De leden van de fractie van de Partij voor de Dieren hebben naar aanleiding van de brief van de Minister over deze rundvleesdeal nog enkele vragen en opmerkingen.
De leden van de fractie van de Partij voor de Dieren vinden de uitleg in de Kamerbrief over de redenen dat Uruguay, Argentinië, Australië en mogelijkerwijze andere landen hebben besloten om hun aandeel in het quotum op te geven veel te summier. Klopt het dat deze landen de komende jaren een lagere hoeveelheid rundvlees naar de EU zullen exporteren dan in 2018? Kan de Minister aangeven welke landen in 2018 gebruik maakten van dit specifieke rundvleesquotum, welk aandeel ze in 2018 hadden en welke aandelen ze in het quotum de komende acht jaar, jaar voor jaar, zullen krijgen? Kunnen deze landen binnen afzienbare tijd gebruik maken van een ander quotum? Welke compensatie is deze landen geboden, zodat ze hebben kunnen instemmen met een verlaging van hun aandeel in het quotum? Van welk quotum maakt Brazilië momenteel gebruik om rundvlees naar de EU uit te voeren? Heeft Brazilië ook een deel van het aandeel van een rundvleesquotum moeten inleveren? Kan het kabinet een overzicht geven van de vleesquota die momenteel voor WTO-leden beschikbaar zijn en welke aandelen daarbij beschikbaar zijn gesteld aan Brazilië en de Verenigde Staten?
Kan de Minister aangeven hoe de onderhandelingen over het verlagen van het aandeel in het onderhavige rundvleesquotum ten gunste van het aandeel van de Verenigde Staten onderdeel zijn geweest van onderhandelingen over de vrijhandelsverdragen met de Mercosur-landen, met Australië en eventueel met andere landen?
De leden van de fractie van de Partij voor de Dieren wijzen erop dat de Europese markt niet voor niks is afgeschermd geweest van Amerikaans rundvlees en vinden het nogal misleidend dat de Minister spreekt over «hoge kwaliteit». Kan de regering uitleggen op welke wijze de Amerikaanse regelgeving met betrekking tot het gebruik van hormonen en antibiotica in de rundveesector afwijkt van de Europese regelgeving? Is het mogelijk dat een Amerikaanse boer waarvan een deel van de koeien wel hormonen heeft toegediend gekregen en een deel van de koeien niet, wel voor de Europese markt rundvlees kan produceren? Kan de regering aangeven op welke andere wijze de Amerikaanse regelgeving op het gebied van landbouwproducten afwijkt van de Europese regelgeving?

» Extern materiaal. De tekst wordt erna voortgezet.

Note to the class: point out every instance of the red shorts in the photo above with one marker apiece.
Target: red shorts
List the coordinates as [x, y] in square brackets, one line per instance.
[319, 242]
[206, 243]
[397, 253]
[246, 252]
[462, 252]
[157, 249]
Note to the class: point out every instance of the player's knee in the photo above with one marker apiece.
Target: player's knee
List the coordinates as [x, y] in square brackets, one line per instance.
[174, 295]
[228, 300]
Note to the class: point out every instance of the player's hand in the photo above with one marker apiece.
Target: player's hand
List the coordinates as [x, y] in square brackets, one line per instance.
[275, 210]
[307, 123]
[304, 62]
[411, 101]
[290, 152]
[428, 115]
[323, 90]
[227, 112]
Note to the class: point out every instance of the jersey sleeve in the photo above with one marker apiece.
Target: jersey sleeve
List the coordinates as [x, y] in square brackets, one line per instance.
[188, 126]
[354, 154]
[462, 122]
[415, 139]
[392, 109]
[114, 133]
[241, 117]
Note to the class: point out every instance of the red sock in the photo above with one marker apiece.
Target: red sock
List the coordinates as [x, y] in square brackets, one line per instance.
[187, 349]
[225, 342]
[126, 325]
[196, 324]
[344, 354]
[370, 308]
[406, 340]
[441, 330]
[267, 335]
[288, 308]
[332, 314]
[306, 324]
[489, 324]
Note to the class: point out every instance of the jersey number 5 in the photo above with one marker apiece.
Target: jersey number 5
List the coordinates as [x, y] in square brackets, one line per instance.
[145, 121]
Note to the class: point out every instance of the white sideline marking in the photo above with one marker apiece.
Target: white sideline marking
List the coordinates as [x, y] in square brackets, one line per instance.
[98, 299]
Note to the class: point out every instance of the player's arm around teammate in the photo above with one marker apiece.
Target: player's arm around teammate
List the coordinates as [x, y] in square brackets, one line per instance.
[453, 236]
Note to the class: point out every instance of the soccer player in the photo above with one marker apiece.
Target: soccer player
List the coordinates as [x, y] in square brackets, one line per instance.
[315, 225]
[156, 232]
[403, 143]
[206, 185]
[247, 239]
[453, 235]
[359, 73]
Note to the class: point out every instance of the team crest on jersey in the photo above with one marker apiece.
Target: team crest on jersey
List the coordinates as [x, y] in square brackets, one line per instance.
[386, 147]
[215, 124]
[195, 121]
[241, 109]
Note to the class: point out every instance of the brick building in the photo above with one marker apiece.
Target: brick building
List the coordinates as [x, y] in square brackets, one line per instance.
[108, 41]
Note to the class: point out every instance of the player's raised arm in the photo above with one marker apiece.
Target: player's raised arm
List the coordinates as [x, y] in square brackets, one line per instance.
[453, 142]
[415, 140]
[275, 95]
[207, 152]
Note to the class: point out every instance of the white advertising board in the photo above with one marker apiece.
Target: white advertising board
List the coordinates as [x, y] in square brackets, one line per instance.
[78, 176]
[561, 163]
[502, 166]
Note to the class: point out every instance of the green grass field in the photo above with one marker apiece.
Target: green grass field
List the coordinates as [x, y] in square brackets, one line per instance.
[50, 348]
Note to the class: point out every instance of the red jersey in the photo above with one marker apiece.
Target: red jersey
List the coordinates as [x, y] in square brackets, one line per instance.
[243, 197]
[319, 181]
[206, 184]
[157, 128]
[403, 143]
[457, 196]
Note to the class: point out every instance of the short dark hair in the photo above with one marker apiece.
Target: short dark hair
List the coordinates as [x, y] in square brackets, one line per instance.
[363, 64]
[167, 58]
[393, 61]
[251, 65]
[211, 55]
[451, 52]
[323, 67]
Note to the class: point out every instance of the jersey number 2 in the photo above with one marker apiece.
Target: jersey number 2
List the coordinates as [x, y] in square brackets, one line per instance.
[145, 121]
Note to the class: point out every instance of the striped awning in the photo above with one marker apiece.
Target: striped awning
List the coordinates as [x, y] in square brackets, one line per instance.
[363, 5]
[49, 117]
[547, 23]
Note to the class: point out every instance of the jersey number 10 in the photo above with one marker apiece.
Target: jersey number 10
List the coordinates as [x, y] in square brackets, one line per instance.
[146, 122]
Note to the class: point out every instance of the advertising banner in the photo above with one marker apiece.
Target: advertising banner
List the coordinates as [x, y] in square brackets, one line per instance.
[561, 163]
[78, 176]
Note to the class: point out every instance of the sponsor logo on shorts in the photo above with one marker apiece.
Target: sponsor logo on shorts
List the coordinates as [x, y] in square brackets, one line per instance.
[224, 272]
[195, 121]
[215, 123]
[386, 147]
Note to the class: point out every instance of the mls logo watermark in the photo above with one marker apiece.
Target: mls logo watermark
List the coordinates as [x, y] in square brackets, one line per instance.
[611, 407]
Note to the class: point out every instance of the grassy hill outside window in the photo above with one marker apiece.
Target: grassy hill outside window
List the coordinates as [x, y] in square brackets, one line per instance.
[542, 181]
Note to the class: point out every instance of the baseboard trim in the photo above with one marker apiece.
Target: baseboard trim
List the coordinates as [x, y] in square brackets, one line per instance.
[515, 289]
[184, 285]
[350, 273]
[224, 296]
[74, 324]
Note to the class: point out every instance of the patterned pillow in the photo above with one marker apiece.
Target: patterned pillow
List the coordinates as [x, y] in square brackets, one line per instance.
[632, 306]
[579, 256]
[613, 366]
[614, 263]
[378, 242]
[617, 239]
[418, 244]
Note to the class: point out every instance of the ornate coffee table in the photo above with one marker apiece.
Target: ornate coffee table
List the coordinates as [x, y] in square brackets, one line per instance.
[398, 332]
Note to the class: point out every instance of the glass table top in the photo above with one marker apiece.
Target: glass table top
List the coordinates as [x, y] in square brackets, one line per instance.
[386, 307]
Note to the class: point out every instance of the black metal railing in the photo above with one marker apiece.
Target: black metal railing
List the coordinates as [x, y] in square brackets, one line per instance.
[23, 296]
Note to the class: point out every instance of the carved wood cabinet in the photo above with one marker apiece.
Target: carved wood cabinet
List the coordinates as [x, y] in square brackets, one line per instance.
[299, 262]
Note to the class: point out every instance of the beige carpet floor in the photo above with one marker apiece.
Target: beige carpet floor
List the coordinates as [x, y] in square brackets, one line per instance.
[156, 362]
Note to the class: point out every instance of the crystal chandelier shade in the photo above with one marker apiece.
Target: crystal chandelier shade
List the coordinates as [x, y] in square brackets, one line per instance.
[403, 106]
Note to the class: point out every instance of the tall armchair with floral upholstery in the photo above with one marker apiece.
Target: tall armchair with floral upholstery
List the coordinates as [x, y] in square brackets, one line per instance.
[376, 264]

Kan de Minister garanderen dat er geen producten worden geïmporteerd die tot stand zijn gekomen zijn met gebruik van in de EU verboden hormonen of antibiotica? Zo ja, kan zij dat toelichten en onderbouwen met een uiteenzetting van het Identificatie & Registratie-systeem dat de Verenigde Staten hanteren voor de veehouderijsector en de controle daarop? Zo nee, kan zij het uitsluiten? Kan de Minister bevestigen dat groeihormonen niet in het vlees traceerbaar zijn indien een maand voor de slacht gestopt wordt met het toedienen van hormonen? Zo nee, hoe zit het dan?